Ever since social media marketing became a thing, its practitioners have cast about for a measurement that reflects the value of what they do. Follower counts (along with shares) seem an obvious candidate.
A follower represents someone who has expressed an interest in a brand and its content. The more people who are interested in what a brand shares, the more chances to convert leads into buyers. Follower counts also have a snowball effect. As an account’s follower or friend count increases, so does the likelihood that content will be shared, which will attract even more followers. And they have a reputational effect; a brand with 100,000 followers is clearly more awesome than a brand with 10,000 followers, and we can look with pity on the businesses with sub-1000 follower counts — clearly they won’t be around for long.
Unfortunately, it doesn’t really work that way. Not all followers are equal.
The Worthless Follower
Followers are only valuable insofar as they have an impact on the bottom line. Getting a follower costs money. If that expense isn’t offset by a direct or indirect benefit — more sales or an increase in engagement — the money is wasted.
It’s entirely possible to image a case in which a brand has a hundred thousand followers that generate less value for the brand than their competitor’s thousand followers. That’s an extreme case and I’m not arguing that followers are a bad thing; I am arguing that as a measure of social media marketing effectiveness, they’re a bust.
It’s difficult to directly measure the benefit of social media marketing in purely social media terms. Follower counts are an easy to measure, highly visible indication of … something. They’re intended to act as a proxy measure for the effectiveness of a marketing technique, but in that they fail. They represent something, but to be worthwhile measure, that something has to correlate with an advantage to the business. Follow counts don’t achieve this goal.
“The only measurable thing any of the large social networks can provide that truly benefits your site is–you guessed it–traffic. So why not focus on the traffic the networks send you, instead? After all, what good is it to get twelve thousand tweets, if absolutely no-one clicks on those shares to visit the source of the goodness currently occupying their feed? I’ll tell you: it’s no good. Like a chocolate fireplace.”
A Better Measure
Brands engage in social media marketing for the same reason they engage in any other form of marketing —to fill the purchase funnel. The techniques and the language around social media marketing is different, but the goal is the same. Brands need a measure that better reflects that goal. One such measure is traffic to their site — how much traffic does Twitter, Facebook, or Pinterest generate for the site? How many potential buyers do social networks generate? Of those leads, how many convert and make a purchase?

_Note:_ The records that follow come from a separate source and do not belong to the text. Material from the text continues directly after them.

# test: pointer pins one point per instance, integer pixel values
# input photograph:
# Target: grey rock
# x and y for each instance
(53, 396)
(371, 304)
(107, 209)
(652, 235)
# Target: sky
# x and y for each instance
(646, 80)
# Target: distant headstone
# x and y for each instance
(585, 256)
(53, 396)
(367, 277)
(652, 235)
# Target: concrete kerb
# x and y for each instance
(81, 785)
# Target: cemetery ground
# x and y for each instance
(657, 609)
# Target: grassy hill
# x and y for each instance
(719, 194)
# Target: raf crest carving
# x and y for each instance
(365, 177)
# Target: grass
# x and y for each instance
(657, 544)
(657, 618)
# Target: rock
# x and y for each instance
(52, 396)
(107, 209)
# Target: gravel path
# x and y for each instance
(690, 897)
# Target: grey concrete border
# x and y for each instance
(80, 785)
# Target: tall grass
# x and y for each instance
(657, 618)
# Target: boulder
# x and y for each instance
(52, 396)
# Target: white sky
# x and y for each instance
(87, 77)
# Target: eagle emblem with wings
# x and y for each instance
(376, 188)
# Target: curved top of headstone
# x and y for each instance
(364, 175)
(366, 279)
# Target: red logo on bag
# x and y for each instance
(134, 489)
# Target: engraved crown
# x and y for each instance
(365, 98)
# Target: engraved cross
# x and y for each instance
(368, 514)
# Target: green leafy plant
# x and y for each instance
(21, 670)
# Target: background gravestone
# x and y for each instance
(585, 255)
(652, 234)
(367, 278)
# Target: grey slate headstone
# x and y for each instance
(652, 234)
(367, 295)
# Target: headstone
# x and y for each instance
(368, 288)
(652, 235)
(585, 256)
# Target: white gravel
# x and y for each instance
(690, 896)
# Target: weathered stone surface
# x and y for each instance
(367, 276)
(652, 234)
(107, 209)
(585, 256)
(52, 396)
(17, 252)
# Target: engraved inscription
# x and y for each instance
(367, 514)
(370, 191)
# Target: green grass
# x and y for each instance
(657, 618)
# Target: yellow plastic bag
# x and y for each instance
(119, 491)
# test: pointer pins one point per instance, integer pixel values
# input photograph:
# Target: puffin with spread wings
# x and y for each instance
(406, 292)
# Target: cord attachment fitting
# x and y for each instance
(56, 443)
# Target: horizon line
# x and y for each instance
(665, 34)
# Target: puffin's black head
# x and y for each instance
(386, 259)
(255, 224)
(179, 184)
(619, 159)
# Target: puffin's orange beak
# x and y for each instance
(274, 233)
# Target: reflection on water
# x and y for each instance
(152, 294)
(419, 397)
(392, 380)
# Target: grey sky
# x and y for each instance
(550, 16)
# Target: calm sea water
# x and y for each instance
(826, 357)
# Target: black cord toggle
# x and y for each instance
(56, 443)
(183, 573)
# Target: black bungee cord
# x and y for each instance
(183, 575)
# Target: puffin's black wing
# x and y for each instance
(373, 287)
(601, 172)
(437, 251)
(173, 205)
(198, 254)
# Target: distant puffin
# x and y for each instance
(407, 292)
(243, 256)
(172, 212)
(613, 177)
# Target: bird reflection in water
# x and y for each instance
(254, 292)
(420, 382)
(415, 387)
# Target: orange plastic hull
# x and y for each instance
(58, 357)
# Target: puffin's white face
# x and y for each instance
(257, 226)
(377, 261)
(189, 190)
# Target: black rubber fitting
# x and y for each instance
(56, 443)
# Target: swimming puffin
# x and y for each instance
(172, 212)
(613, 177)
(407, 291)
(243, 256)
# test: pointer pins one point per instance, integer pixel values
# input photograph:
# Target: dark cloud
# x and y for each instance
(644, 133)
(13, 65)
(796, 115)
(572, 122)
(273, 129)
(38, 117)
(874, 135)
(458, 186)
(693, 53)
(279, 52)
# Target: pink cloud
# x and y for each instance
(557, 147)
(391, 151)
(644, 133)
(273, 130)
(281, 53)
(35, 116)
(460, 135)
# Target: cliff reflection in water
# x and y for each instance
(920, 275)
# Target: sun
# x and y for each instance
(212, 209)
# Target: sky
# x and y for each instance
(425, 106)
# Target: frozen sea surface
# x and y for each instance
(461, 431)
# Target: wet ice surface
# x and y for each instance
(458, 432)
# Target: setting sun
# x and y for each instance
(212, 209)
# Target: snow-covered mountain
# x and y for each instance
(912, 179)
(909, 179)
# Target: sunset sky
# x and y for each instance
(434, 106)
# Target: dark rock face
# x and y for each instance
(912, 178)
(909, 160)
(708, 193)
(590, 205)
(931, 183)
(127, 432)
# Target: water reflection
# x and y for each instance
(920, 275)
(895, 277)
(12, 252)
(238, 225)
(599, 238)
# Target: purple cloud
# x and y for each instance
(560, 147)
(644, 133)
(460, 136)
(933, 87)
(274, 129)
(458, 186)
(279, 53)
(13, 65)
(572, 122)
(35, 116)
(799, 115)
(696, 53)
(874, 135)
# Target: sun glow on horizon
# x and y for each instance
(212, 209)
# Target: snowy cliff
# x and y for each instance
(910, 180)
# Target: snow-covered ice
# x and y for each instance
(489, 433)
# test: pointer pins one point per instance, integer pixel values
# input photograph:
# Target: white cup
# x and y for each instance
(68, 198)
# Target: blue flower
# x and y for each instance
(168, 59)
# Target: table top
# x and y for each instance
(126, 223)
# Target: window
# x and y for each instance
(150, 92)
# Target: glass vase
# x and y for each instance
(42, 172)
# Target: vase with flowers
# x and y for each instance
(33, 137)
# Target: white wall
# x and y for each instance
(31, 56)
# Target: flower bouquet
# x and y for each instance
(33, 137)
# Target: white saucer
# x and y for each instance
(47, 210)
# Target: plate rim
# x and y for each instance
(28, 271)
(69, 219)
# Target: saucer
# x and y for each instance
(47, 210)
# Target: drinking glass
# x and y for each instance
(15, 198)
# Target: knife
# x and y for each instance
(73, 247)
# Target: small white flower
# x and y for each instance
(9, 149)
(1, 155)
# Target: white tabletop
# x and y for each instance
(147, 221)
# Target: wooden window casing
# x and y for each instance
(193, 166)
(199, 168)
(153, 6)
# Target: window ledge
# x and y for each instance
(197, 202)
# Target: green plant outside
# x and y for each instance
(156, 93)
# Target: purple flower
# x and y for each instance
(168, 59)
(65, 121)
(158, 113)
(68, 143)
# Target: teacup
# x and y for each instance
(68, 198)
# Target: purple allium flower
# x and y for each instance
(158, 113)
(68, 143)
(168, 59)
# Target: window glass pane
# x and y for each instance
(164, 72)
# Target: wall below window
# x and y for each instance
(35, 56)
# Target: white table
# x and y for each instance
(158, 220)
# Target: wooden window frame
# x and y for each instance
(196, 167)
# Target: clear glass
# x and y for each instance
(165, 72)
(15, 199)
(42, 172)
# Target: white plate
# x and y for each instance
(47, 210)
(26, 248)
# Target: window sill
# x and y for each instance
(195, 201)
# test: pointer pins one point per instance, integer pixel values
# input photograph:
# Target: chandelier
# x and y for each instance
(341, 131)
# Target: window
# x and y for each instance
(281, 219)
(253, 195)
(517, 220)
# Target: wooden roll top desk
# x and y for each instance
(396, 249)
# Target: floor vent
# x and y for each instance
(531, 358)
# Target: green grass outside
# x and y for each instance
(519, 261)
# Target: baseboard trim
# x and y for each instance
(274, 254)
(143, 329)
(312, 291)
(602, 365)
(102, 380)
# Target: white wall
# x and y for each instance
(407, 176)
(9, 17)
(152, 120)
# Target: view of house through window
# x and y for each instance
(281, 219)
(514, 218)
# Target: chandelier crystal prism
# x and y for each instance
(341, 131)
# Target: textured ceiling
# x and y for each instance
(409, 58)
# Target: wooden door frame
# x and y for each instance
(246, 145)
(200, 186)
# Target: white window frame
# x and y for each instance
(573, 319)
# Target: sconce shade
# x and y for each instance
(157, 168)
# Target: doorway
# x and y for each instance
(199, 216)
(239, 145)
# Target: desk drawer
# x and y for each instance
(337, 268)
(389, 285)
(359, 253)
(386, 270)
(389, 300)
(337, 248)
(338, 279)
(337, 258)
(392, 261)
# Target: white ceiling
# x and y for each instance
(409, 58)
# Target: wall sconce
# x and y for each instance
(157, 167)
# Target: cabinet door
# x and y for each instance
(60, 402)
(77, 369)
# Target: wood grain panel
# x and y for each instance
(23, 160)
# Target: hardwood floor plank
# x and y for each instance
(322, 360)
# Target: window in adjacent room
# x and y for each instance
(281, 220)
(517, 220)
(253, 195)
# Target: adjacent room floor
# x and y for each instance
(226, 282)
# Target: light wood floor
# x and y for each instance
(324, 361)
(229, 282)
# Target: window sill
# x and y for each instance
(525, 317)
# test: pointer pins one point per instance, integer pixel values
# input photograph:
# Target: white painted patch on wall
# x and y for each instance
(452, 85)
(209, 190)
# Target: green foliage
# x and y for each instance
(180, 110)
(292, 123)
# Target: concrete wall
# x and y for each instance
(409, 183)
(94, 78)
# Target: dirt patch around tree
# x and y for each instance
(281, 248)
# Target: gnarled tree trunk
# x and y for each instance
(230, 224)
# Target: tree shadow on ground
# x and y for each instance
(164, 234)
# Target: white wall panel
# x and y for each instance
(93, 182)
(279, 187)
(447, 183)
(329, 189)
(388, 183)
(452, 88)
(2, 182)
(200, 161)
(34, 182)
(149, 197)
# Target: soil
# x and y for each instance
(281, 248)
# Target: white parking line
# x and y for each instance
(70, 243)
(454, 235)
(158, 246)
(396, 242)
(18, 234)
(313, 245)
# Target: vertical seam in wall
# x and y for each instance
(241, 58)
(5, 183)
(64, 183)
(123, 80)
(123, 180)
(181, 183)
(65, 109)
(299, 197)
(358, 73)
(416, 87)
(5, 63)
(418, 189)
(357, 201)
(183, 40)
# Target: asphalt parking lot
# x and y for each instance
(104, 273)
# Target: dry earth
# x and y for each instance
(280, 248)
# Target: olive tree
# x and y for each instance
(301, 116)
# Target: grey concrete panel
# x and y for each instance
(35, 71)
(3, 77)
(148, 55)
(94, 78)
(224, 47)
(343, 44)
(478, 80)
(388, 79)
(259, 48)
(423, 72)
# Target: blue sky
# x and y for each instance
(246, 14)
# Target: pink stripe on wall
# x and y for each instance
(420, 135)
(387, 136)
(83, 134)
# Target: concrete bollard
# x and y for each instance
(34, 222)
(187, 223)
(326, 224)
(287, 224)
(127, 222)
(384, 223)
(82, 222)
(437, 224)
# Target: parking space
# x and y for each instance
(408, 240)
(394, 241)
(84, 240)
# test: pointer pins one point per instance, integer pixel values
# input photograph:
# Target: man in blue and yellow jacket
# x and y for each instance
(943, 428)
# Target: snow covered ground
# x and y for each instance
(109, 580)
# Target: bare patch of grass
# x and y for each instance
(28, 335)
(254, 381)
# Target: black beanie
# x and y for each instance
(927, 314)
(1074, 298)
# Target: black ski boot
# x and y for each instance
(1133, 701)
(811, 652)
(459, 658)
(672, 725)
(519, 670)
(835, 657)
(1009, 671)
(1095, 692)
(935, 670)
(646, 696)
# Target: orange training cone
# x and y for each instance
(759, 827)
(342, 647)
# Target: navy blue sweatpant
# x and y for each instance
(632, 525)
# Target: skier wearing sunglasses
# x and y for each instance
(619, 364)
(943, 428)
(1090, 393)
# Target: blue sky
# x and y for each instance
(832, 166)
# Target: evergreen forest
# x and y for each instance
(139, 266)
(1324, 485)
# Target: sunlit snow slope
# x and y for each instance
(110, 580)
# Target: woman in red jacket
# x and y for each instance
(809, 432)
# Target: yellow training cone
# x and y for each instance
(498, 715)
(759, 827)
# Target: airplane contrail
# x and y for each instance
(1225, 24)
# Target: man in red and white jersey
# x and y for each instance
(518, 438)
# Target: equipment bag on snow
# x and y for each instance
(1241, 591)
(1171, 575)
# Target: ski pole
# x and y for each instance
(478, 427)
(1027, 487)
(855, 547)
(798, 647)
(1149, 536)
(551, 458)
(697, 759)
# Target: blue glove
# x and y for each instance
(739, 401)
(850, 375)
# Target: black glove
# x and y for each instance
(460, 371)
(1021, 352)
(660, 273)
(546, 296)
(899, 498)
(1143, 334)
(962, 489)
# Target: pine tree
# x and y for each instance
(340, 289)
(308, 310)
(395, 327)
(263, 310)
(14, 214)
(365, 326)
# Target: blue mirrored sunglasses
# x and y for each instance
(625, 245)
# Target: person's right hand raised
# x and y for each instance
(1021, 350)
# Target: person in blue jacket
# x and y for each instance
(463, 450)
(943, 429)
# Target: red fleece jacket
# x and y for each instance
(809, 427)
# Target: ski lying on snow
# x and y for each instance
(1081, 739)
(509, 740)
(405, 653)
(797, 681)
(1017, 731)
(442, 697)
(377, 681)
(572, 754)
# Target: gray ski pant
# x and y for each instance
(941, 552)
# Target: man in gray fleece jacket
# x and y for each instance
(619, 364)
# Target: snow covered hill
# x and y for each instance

If you focus on worthless metrics, the incentives of social media strategies are skewed. The focus is on generating more followers, not on generating more traffic. An extreme result of incentive misalignment is the buying of followers, but it also results in a skewing of social media content towards follower-generating activity that may have no impact on business goals at all.
Follower counts are a proxy measure too often adrift from business goals — focus instead on traffic and other real measures of success.